Epinephrine IV Bags Recalled Due to Unvalidated Sterility Process
Central Admixture Pharmacy Services is recalling 333 units of epinephrine 2 mg in dextrose 5% IV bags because validation data for sterilization procedures is lacking, raising concerns about product sterility assurance.
What this means for you
Real risk of harm even if no illness or injury has been reported yet. Stop using the product and follow the agency's guidance.
Our severity reasoning: FDA Class II recall of an injectable medication with unvalidated sterility assurance procedures.
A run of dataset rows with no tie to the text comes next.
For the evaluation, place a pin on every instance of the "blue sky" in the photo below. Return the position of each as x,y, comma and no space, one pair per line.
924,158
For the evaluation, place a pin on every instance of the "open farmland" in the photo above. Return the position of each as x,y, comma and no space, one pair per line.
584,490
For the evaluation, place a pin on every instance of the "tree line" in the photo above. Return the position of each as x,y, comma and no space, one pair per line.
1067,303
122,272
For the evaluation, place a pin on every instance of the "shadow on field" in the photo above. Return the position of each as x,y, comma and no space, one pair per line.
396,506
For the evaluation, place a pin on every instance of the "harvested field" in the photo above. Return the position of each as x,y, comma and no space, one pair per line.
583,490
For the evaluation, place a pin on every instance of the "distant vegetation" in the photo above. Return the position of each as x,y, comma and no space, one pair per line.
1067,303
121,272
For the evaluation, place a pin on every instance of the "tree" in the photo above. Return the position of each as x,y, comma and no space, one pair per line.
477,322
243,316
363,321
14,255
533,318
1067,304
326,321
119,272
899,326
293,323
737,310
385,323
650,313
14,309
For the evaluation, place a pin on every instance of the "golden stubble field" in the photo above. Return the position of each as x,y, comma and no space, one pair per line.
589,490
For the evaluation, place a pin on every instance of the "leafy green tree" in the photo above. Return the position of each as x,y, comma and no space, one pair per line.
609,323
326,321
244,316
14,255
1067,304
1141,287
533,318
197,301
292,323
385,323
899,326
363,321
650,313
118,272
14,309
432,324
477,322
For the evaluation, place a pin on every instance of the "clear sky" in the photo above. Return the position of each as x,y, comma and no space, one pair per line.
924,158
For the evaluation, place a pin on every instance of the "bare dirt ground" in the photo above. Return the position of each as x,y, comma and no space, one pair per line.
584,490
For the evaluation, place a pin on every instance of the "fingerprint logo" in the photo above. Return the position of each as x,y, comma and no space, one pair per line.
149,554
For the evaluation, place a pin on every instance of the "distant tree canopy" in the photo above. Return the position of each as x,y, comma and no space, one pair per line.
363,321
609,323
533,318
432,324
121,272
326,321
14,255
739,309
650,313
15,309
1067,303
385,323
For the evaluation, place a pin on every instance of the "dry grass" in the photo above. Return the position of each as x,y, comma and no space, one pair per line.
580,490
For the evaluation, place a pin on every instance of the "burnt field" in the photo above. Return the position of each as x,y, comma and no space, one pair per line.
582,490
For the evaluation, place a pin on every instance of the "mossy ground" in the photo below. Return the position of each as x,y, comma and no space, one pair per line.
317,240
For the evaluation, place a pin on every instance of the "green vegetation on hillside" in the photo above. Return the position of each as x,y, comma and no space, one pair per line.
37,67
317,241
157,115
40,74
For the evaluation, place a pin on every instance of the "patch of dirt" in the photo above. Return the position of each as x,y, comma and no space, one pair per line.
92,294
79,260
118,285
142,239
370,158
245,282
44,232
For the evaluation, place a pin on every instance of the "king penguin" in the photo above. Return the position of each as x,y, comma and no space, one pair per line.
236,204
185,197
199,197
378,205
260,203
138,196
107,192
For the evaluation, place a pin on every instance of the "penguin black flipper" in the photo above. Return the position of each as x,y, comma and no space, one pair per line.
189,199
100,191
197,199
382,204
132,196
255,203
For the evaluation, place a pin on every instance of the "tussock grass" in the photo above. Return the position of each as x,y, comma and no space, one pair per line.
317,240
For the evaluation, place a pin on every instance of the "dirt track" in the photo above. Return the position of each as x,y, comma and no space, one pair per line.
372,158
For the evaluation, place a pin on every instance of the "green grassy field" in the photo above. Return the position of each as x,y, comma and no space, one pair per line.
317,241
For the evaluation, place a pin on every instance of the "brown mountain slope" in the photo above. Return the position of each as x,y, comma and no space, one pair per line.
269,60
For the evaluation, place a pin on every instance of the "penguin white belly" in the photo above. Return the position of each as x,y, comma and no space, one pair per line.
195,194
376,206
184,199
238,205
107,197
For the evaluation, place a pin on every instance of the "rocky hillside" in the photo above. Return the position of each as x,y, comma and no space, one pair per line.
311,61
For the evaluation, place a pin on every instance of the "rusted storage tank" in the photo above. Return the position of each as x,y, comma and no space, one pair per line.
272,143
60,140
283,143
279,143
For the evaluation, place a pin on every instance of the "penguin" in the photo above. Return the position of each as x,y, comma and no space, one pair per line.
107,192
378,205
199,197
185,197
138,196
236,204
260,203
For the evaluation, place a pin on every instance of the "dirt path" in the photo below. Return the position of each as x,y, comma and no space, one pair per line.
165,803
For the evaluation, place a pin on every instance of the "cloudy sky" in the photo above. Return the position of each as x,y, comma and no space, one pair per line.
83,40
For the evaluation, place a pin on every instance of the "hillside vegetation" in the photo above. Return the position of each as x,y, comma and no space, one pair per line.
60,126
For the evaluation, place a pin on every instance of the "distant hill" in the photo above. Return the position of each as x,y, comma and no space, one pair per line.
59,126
Although no illnesses or injuries are reported, this is a high-risk product category where sterility deficiencies pose serious potential harm. Score 3 applies as a risk-of-harm product without reported injury.
Plain-English summary
Central Admixture Pharmacy Services, Inc. is recalling 333 units of EPINEPHrine 2 mg in dextrose 5% 250 mL IV bags (8 mcg/mL concentration, NDC 72196-6030-1). The affected lot is 36-251702, which expires August 29, 2023.
The recall was issued because the manufacturer lacks validation data for decontamination cycles used in the preparation process. This creates insufficient assurance of product sterility, which is a critical requirement for injectable medications.
The affected product was distributed nationwide in the United States.
Healthcare providers and facilities should immediately stop using the affected lot and contact Central Admixture Pharmacy Services, Inc. (located at 2200 South 43rd Avenue, Phoenix, AZ 85043) or the FDA for guidance on proper handling and return procedures.
The recalled product
- Product
- EPINEPHrine, 2 mg added to dextrose 5% 250mL, Concentration = 8 mcg/mL, IV Bag, Rx Only, Central Admixture Pharmacy Services, Inc., 2200 South 43rd Avenue, Phoenix, AZ 85043, NDC: 72196-6030-1.
- Manufacturer
- Central Admixture Pharmacy Services, Inc.
- Category
- Drug — Injectable / IV Solution
- Hazard
- sterility-assurance
- contamination-risk
Is your product affected?
Check your packaging against the codes below. If any of them match, the product is part of this recall.
Lot numbers (2)
- Lot: 36-251702
- Exp. 8/29/2023
Distribution
Distributed nationwide across the United States.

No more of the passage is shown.